Det.-Sgt. Eric Lavallee testified that police decided to use an elaborate sting operation, with him posing as a client wanting to set up a gory photo shoot with his wife for Halloween. When Couture stepped out of his home, police swept in to arrest him.

“I judged it was necessary — for the security of the officers, it was the best way to do it,” Lavallee said.

Under attack from Couture’s lawyer, Lavallee defended the decision to go with the elaborate arrest tactic. He admitted, though, that police had determined that “(the material) probably wasn’t real.”

The court also heard that, after Interpol became aware of the case, two other police forces in Quebec were alerted: Quebec provincial police and police in Laval, Que., a suburb north of Montreal.

Neither force followed through with charges before the case was picked up by Montreal police.

Couture faces three charges.

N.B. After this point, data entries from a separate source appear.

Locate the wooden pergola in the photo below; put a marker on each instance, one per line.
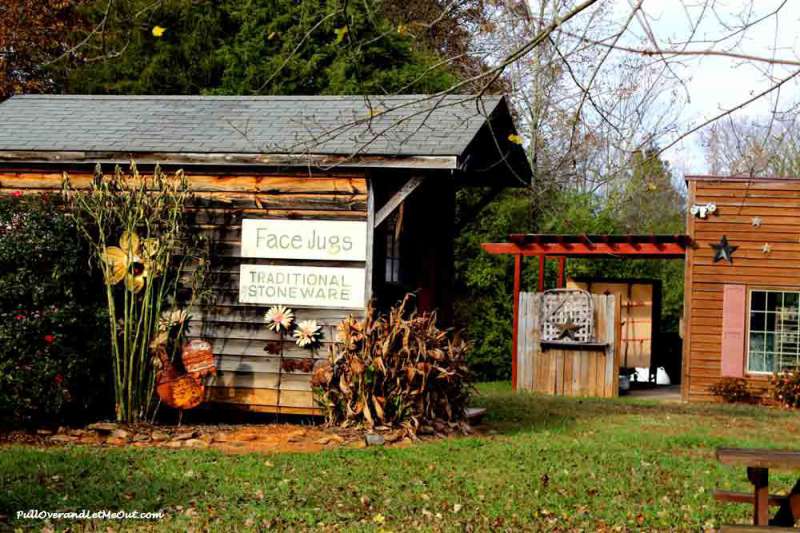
(561, 247)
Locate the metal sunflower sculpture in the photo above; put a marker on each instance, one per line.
(307, 333)
(132, 261)
(279, 319)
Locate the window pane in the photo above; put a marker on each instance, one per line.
(757, 300)
(757, 342)
(756, 362)
(769, 362)
(790, 299)
(774, 341)
(773, 300)
(769, 342)
(770, 322)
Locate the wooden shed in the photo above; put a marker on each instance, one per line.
(742, 293)
(272, 176)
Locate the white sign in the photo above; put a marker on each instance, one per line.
(335, 240)
(341, 288)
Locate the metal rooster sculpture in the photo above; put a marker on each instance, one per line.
(184, 390)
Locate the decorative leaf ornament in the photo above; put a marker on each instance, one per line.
(279, 318)
(723, 250)
(307, 333)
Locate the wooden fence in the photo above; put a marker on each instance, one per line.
(577, 370)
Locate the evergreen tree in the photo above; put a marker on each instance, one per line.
(254, 47)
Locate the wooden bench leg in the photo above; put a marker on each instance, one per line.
(759, 477)
(789, 511)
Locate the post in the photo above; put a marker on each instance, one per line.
(515, 332)
(759, 477)
(540, 286)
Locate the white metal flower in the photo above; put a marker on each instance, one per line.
(307, 333)
(279, 318)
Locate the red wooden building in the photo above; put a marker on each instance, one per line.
(742, 301)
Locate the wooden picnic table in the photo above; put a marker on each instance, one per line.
(758, 463)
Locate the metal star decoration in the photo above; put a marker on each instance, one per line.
(567, 330)
(723, 250)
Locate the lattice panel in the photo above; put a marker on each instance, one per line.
(567, 316)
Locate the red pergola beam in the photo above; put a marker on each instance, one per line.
(624, 249)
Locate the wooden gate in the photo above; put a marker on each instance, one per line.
(569, 370)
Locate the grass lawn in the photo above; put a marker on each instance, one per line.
(548, 463)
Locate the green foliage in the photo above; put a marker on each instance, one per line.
(257, 47)
(645, 201)
(137, 232)
(554, 464)
(49, 316)
(786, 388)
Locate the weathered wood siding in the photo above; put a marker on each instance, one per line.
(637, 317)
(572, 371)
(777, 204)
(252, 361)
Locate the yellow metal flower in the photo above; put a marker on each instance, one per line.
(307, 333)
(279, 318)
(131, 261)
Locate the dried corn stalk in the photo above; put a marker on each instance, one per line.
(396, 370)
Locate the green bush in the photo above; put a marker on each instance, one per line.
(787, 388)
(51, 336)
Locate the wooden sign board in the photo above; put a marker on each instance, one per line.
(334, 240)
(302, 286)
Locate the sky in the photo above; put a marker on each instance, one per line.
(714, 84)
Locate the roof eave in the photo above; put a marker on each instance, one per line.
(431, 162)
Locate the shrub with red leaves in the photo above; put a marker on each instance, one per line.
(786, 388)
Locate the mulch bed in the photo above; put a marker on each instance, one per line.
(239, 438)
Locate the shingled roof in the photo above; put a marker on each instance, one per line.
(410, 125)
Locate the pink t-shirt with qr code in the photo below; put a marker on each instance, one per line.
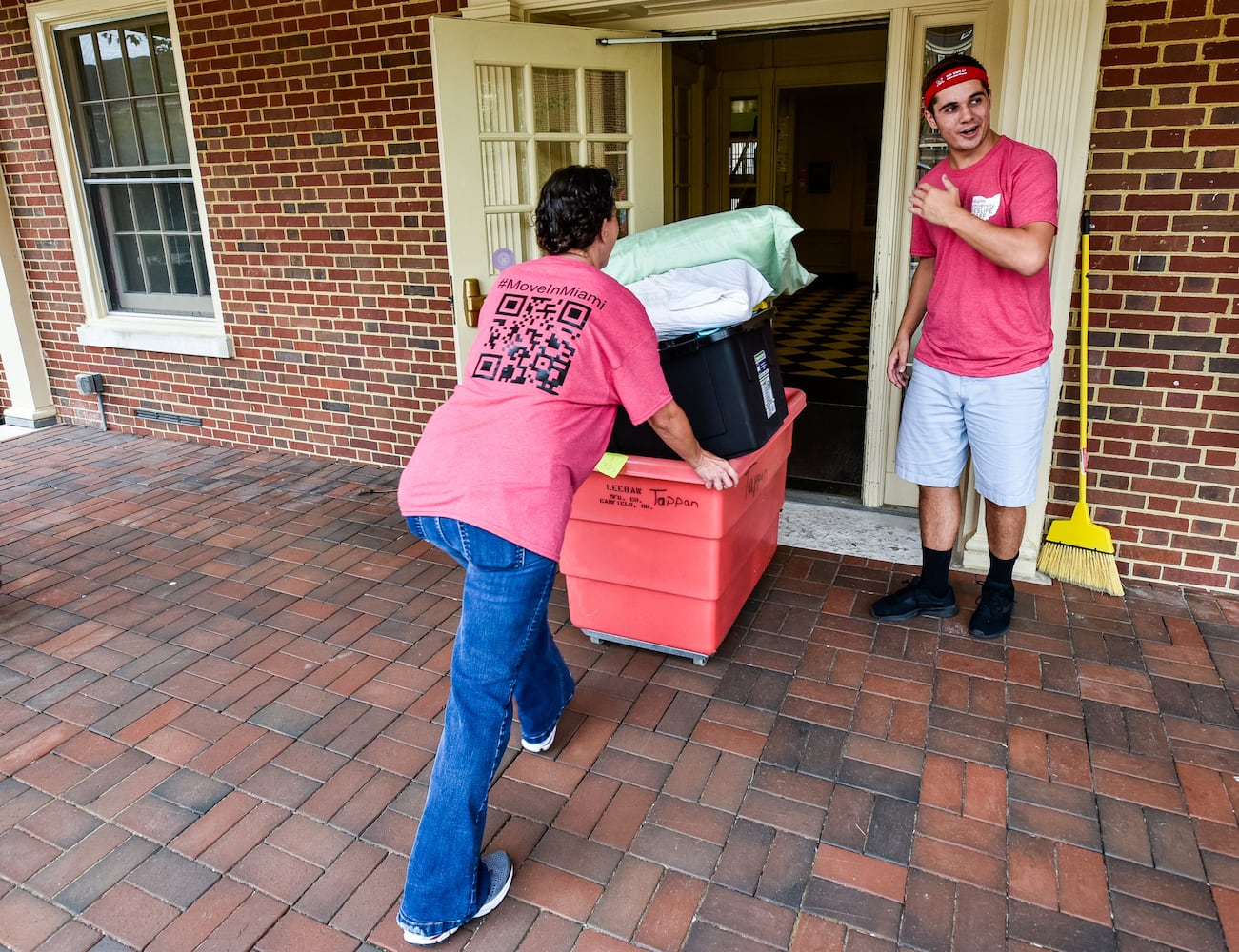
(559, 347)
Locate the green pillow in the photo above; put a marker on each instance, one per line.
(761, 235)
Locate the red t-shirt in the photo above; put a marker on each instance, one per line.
(984, 320)
(559, 347)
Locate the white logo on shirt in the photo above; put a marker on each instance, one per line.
(985, 206)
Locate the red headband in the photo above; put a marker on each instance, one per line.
(953, 77)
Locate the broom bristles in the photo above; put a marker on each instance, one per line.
(1085, 567)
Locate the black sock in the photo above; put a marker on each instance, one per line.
(934, 569)
(1000, 569)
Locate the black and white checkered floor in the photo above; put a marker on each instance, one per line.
(823, 332)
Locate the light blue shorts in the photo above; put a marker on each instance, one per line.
(1000, 419)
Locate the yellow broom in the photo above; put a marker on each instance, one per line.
(1077, 550)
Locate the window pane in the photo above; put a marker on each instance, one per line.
(141, 72)
(99, 144)
(503, 173)
(165, 58)
(124, 135)
(554, 155)
(189, 202)
(150, 123)
(182, 265)
(145, 212)
(130, 264)
(176, 137)
(606, 103)
(554, 100)
(171, 205)
(509, 231)
(111, 60)
(200, 264)
(118, 202)
(155, 259)
(501, 99)
(613, 156)
(89, 69)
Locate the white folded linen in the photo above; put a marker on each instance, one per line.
(702, 297)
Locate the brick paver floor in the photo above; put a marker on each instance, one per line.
(222, 675)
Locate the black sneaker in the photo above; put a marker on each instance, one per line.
(994, 606)
(913, 600)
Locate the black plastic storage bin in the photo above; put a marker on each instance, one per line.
(729, 386)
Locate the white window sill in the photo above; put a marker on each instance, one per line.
(159, 334)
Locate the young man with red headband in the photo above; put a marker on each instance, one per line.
(984, 221)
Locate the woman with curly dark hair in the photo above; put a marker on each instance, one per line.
(560, 347)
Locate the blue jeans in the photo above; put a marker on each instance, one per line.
(503, 650)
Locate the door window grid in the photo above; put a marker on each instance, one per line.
(134, 159)
(534, 120)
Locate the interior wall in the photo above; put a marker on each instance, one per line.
(822, 102)
(828, 177)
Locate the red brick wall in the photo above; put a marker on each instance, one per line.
(1164, 324)
(316, 144)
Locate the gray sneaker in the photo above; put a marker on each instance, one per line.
(914, 600)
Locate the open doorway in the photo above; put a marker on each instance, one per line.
(799, 125)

He pleaded not guilty to the charges in 2010 and told reporters that the state had no business defining what was art or infringing on his right to free expression.

At the time, he said that pleading guilty or settling out of court could set a dangerous precedent and raise questions about other kinds of work done by artists.

Two experts, one from the U.S. and one from Ontario, are expected to testify on behalf of the Crown in addition to three police witnesses. The defence has its own experts.

A seven-woman, five-man jury is hearing the case with Quebec Superior Court Justice Claude Champagne presiding.

The trial could last up to two weeks.